The so-called ‘king of the jungle’ is a muscular cat that is bigger than the cheetah and the leopard.
The male’s head looks significantly bigger than it actually is, thanks to its mane. The mane also helps males to intimidate other animals and impress females.
An adult male averages 1.8 to 2.1 meters long and weighs up to 230 kgs while the female measure 1.2 meters and can weigh as much as 180 kgs.
Lions have short coats, ranging from orange-brown, buff-yellow to dark brown. They also have about a meter long tail with a tuft at the tip that’s darker than the rest of the coat.
Their tan color is a form of adaptation that helps them blend in with savannahs, desserts, and woodlands. Interestingly, a lion’s skin sits loosely on its body to protect its underside from the kicks of the hoofed animals it preys on.
Range & habitat
In decades past, lions ranged in most of Europe, Asia, and Africa. Today they are mainly found in Africa, South of the Sahara. Gir Forest National Park, a protected area in Western India, also has a small population of what are known as Asiatic lions.
The West African lion originates in Senegal and is a critically endangered African species. There are less than 900 of them and can be spotted in Benin, Senegal, Nigeria, Burkina Faso, and Niger.
The Central African Lion originates from the Belgian Congo and can be found in DRC and Uganda. It’s entirely extinct in Rwanda, as is the Cape lion.
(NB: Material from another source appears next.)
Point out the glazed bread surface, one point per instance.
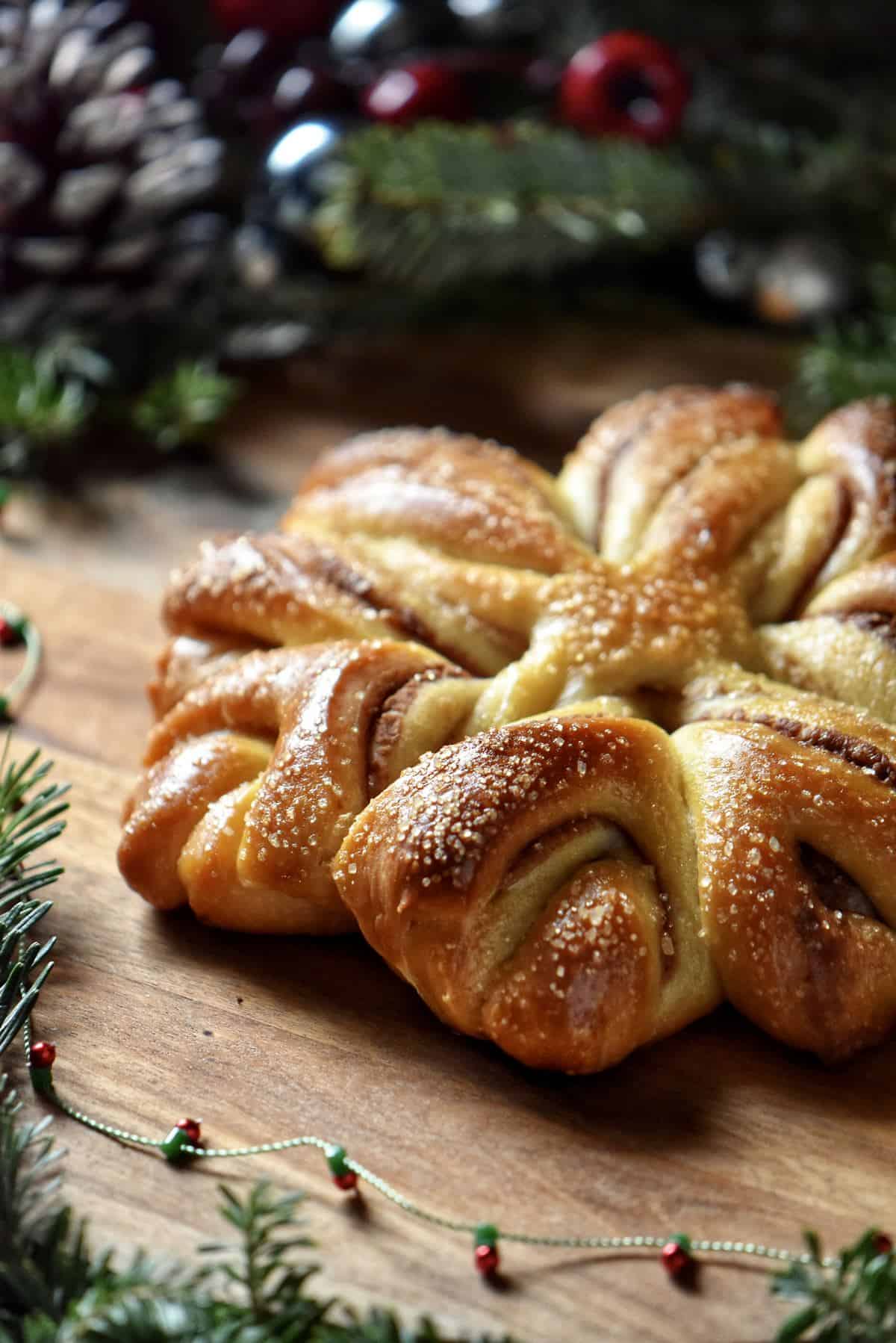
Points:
(579, 755)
The East African region boasts the East African Lion, although it’s now extinct in Djibouti and Eritrea.
South African lions are the largest in Africa and are found in Botswana, Zimbabwe, Malawi, Namibia Zambia, and Botswana.
Lions are nocturnal animals and live in a variety of habitats. However, they prefer the savannah, open woodland, dense scrub, and grasslands.
Unfortunately, the lion population has decreased by 43% in the last 21 years, to the current estimated population of only about 23,000 mammals today.
The lion is an obligate carnivore, meaning it relies on flesh from animal tissues for its nutritional needs. A lion’s body is unable to produce the amino acids it requires for survival. It must, therefore, eat meat.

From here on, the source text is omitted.